It's highest minimum wage is in Shenzehn at $1.30/hr (40 hr week basis on $207/mo).
It's highest hourly wage is in Beijing at $2/hr. (source)
Those are the upper ends of labor wages. The highest hourly wage is nearly 50% greater than the highest minimum wage. If this were the case in the US, then $10/hr average minimum wage equates to a maximum wage of $14.60... or roughly $15/hr.
I assume this is unskilled labor, but the article doesn't specify.
In Guangdong minimum hourly wage increased to $1.13/hr, while monthly minimum wage (on 40 hr week basis) increased to $1.03/hr, whereas it was increased to $1.21 /hr in Shanghia. (source)
So let's say the average hourly wage is above the minimum by ~50%... and assume the average minimum is on the order of $1.20, then the average wage in china is $1.80/hr.
The average wage in the US was recently stated to be on the order of $19/hr, so China's labor wage advantage over the US's is on the order of 10x... meaning the same good produced there costs 1/10th what it costs to produce here. Add some transportation and distribution costs, and it might be on the order of 1/9 or 1/8th net.
Parenthetically, I was in China when my eomployer started mfg'ing there... at that time, fully burdened hourly wage in China for my employer's high tech production goods were $0.25/hr -- this included all health care services, full room & board, clothing allowances (factor attire), and Chinese taxes & fees, and actual take-home pay. So nominal wage appreciation has occurred over the last 20 years at the approximate annual compound rate of 8.1%/year. The domestic hourly wage (fully burdened --- vacation, health care, etc) for the same technology goods were on the order of $25/hr at that time. Infrastructure building and outfitting costs in China at that time (Shenzehn) were a small fraction of similar expansion costs here (so low that they didn't even figure into the costs of transferring production to China), not to mention that the rate of construction and final production ready facilities were done in 8 months from raw rural acreage to facilities with parking, roads, housing, small business's, etc. immediately adjacent. I watched a large steel beam & reinforced concrete building going up next door to my hotel that built 5 or 6 new floors in 4 days... work progressed 24/7.. .. the place swarmed with construction equipment and personnel day and night with no let-up.

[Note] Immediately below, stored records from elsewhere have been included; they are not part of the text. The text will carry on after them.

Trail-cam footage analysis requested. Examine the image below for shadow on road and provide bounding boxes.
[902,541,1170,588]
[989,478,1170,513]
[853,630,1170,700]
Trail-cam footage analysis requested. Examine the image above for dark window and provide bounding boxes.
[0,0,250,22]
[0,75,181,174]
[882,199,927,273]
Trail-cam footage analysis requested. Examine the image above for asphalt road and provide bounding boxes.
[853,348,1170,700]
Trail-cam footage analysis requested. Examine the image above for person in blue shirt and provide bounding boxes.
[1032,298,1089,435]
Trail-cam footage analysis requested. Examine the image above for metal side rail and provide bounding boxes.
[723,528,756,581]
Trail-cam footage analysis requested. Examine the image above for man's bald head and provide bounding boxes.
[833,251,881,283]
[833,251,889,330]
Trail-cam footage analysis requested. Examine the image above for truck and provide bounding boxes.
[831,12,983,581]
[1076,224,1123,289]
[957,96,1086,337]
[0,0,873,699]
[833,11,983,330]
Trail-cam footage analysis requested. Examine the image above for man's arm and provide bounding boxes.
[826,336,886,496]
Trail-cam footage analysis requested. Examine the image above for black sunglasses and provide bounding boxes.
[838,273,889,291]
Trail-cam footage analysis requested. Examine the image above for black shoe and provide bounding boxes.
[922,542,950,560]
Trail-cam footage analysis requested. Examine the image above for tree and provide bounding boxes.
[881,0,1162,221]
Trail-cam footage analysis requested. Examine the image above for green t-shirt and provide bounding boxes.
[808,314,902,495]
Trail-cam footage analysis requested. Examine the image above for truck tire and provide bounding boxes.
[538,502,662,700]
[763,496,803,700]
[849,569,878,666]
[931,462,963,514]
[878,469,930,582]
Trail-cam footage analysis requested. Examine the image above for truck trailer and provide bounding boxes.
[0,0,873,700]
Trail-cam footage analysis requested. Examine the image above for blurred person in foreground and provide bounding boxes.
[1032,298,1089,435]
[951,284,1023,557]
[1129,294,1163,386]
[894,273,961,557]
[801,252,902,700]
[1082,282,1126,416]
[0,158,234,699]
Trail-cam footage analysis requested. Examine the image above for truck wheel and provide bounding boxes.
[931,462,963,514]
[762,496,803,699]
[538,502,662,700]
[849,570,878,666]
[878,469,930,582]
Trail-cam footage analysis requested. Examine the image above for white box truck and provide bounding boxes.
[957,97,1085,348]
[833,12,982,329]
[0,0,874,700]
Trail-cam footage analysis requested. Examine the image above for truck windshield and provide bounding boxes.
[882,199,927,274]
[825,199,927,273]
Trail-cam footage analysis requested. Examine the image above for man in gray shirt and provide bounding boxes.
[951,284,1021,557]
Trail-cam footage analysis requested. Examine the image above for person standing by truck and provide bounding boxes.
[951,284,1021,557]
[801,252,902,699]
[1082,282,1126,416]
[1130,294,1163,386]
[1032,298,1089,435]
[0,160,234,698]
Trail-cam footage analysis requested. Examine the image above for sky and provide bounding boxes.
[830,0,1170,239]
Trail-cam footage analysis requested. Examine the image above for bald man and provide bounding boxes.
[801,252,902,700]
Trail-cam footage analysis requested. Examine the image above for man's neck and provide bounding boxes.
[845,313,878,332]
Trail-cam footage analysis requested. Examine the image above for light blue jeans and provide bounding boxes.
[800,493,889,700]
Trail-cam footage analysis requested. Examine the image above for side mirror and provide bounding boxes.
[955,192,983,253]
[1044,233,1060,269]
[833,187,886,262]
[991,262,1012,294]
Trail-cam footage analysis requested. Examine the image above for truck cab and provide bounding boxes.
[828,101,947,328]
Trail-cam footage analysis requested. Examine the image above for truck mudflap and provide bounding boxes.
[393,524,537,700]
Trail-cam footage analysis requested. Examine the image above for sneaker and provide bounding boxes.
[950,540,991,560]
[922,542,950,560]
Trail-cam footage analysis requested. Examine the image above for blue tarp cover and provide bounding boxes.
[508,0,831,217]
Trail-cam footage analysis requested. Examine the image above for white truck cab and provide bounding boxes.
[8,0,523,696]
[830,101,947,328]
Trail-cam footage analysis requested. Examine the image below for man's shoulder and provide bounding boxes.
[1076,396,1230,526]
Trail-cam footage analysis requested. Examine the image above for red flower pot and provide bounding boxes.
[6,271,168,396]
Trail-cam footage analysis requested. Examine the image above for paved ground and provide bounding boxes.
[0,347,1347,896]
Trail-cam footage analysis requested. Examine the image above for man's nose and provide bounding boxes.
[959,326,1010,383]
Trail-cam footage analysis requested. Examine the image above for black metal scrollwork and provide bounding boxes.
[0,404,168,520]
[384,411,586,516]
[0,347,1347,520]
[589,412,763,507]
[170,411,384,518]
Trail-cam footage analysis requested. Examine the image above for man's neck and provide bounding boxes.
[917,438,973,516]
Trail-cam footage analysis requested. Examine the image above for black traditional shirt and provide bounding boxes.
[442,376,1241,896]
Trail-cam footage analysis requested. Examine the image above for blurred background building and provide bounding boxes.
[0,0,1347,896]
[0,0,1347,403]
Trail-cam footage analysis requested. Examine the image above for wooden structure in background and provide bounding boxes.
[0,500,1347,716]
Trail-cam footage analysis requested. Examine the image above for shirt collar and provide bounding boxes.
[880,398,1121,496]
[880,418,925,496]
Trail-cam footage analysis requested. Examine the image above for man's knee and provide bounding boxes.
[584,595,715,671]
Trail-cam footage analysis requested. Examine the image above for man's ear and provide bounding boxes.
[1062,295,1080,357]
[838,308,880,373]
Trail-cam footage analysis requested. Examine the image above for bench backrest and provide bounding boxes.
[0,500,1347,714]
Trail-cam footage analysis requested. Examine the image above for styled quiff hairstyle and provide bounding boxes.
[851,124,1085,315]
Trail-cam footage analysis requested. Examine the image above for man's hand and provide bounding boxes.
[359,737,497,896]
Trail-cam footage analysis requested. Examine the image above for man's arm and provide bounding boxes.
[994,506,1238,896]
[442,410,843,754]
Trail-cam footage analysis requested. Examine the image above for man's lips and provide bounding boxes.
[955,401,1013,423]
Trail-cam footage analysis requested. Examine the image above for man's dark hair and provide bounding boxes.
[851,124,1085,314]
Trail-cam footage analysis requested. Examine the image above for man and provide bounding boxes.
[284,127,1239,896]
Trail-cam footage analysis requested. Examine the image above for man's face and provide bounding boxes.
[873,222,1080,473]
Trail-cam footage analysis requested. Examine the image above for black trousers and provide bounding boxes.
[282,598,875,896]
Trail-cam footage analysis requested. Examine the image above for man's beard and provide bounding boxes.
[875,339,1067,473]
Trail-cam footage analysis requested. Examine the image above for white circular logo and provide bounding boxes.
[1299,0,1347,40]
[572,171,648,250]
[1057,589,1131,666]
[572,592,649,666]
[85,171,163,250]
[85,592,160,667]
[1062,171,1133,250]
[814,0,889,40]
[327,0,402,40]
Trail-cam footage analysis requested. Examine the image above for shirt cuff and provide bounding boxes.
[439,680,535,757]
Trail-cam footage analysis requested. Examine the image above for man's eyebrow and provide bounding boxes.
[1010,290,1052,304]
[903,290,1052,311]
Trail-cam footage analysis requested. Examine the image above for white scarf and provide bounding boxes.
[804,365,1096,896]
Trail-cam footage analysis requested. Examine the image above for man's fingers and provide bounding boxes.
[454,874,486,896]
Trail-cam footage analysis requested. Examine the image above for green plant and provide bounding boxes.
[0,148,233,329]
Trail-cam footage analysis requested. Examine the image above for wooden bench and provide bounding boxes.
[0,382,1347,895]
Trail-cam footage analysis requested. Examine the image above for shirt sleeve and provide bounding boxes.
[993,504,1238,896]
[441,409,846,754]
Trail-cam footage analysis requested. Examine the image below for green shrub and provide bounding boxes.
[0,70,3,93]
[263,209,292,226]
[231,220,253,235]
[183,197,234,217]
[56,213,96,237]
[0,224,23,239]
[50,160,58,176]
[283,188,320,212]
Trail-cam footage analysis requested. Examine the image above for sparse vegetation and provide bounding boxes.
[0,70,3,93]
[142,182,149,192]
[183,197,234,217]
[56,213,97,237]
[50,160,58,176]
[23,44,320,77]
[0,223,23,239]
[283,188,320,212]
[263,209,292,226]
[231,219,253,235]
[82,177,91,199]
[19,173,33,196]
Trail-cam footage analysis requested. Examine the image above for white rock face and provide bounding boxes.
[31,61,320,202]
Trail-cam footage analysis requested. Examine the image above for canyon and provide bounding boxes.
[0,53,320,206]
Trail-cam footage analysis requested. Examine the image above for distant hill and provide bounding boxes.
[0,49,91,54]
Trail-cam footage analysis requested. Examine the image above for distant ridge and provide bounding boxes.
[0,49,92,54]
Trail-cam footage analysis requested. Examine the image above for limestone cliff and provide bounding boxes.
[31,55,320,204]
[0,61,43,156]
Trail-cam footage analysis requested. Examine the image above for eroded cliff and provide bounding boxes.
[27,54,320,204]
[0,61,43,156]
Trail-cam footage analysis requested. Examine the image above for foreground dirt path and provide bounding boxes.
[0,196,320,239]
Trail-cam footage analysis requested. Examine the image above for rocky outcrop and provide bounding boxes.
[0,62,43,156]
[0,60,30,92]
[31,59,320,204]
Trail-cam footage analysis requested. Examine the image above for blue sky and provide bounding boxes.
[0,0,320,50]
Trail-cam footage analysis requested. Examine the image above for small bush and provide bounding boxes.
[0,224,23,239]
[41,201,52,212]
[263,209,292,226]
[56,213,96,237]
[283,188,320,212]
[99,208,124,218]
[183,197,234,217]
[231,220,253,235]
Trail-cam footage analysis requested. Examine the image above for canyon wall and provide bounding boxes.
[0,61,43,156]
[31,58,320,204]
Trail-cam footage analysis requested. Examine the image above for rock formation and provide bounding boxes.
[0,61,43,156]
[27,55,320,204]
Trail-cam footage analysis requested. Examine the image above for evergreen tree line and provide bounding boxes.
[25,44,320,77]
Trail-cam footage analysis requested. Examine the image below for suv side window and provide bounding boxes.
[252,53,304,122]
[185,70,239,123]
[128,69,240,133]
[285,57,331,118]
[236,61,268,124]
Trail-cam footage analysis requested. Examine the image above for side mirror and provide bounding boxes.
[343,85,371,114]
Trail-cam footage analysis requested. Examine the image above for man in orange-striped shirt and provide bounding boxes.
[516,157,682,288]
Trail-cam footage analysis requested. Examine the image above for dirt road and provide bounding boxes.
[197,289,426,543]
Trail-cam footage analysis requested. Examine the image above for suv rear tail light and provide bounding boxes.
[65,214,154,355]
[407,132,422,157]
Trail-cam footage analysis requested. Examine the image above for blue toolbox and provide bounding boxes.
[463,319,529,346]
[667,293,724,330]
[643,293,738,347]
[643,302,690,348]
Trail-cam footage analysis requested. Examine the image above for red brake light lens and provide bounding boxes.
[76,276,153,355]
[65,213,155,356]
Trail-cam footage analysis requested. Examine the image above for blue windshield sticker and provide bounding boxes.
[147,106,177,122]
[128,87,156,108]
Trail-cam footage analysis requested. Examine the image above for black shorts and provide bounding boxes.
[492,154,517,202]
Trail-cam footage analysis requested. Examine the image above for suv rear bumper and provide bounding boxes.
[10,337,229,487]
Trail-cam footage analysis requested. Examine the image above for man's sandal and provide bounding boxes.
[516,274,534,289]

Anyway, recent articles on wages in china indicate that wages in other far eastern countries on the emerging market end are 1/4 those in China and that much of the lower end production by foreign nationals are now producing and expanding in those countries.
It's going to be a long, long time before lower wage & infrastructure cost regions are no longer available to take labor and capital from the OECD's business's.
The question is whether there is anything that will stop the increasing trend? Short of some natural disaster that reduces these regions to near permanently uninhabitable, or a geo/political environment that precludes it for some near permanent period of time, I can't see how or why the increasing trend will slow down (much less to a crawl or cease) . As long as capital flow is pretty much open, and without any significant economic restriction, then it behooves domestic business in the aggregate to put as much labor into these regions as it can and move as much capital to develop labor & production as it can muster.
Though you hear stories more recently of US domestic business finding incentives to now move some foreign national production back to the US, these are exceptions to the rule of maximizing profits... & are not wide-spread.